Battling Through Injuries – Roy Smith
The first two weeks of the season unfortunately brought about a rash of injuries which has severely tested our depth as an organization. I am always asked by people how the people in the front office feel when injuries occur, especially to established star players such as Eric Gagne and Nomar Garciaparra. Naturally, you get disappointed and feel a sense of frustration. However, one thing that this game teaches you is to expect the unexpected. The feeling of frustration really doesn’t last that long because you know that there is a game to play the following day.
Immediately your mind shifts to what are the team’s options, who is doing well in Triple-A, and what players are available on other teams that can be traded for. When Kim Ng and I recruit six-year minor league free agents in the off-season, often it is with a worst case scenario in mind. We ask ourselves constantly what our options are if certain players go down with injuries. Which of our young prospects do we think will be ready early in the season? If we feel we are not covered in a certain area, we try and sign players to cover that hole. The replacement players can’t be expected to be as good as a star player, but you hope that it is a talented young player or a veteran who has previous big league experience.

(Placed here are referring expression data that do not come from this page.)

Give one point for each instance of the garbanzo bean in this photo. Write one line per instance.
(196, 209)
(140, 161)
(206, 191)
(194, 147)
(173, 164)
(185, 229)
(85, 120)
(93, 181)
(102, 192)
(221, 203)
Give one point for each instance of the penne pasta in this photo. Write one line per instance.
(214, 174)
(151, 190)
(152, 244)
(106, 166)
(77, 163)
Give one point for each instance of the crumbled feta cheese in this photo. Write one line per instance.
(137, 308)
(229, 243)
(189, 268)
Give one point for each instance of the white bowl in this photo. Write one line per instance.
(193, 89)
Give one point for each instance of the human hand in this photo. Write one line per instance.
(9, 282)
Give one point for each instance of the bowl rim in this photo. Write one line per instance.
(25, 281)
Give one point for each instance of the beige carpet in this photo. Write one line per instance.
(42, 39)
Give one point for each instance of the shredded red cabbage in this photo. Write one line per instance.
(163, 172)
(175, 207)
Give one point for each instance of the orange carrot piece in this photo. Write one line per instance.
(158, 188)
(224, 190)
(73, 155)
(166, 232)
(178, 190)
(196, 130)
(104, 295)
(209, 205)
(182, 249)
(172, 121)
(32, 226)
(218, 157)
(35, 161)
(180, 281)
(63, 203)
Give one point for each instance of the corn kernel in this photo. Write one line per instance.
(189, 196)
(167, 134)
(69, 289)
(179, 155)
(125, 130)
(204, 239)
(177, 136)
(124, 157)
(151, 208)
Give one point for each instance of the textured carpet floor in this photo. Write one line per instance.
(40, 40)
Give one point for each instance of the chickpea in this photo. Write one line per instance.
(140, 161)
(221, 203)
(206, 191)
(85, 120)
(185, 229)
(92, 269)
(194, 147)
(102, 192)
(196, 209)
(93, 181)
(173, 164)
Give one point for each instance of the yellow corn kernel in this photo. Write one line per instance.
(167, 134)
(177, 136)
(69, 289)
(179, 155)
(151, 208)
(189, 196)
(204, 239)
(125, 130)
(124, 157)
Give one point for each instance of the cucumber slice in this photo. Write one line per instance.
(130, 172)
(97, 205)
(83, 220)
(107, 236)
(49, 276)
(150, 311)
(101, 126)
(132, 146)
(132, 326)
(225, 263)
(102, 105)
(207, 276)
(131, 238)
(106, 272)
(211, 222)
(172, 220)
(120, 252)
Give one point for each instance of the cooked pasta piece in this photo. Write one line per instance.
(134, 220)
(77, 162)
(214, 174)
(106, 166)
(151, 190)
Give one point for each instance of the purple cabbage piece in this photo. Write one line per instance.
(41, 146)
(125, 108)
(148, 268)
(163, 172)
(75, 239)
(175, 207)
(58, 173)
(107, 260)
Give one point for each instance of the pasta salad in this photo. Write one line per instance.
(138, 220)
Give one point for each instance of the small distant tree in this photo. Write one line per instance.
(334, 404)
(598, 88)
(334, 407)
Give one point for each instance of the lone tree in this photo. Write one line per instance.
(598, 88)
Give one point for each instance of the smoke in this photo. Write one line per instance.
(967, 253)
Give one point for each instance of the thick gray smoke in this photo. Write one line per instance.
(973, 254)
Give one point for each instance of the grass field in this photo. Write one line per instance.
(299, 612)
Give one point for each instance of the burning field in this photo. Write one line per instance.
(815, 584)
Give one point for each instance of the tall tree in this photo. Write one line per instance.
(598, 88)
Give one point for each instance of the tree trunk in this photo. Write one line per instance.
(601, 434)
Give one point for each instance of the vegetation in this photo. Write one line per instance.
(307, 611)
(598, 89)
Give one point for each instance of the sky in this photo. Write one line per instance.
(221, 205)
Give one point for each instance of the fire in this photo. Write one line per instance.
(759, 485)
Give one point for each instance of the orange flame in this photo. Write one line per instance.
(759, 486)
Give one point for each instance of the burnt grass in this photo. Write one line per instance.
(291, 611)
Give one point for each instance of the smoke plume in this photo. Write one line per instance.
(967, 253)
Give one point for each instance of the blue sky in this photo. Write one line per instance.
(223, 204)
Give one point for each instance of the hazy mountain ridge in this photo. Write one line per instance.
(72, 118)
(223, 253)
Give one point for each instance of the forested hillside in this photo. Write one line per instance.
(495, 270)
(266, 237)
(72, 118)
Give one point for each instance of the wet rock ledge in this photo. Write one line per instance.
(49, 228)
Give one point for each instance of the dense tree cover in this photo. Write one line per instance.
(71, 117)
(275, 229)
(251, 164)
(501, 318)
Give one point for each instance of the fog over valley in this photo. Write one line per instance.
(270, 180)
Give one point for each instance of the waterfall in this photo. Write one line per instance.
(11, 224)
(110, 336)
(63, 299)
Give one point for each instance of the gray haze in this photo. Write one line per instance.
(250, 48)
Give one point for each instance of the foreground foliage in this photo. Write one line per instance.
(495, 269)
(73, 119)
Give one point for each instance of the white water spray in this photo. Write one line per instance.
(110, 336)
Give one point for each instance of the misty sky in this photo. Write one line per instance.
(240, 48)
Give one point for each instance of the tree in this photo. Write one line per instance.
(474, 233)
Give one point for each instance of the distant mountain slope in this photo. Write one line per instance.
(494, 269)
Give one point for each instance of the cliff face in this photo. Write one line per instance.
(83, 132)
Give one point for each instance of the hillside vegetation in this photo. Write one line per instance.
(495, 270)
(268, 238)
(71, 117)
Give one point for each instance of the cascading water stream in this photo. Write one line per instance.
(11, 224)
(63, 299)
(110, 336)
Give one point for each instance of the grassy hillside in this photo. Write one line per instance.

Already we have brought up one of our off-season acquisitions, Takashi Saito, who was purchased from Las Vegas when Yhency Brazoban went down. In Nomar’s case we brought one of our young players who we signed originally in James Loney. Injuries are an accepted part of the game and must be factored in during off-season planning. While you may leave Spring Training with 25 players, in your mind the roster hopefully extends to the low to mid thirties if you include players in the minor leagues whom you feel can help at the big league level, at least in an emergency situation.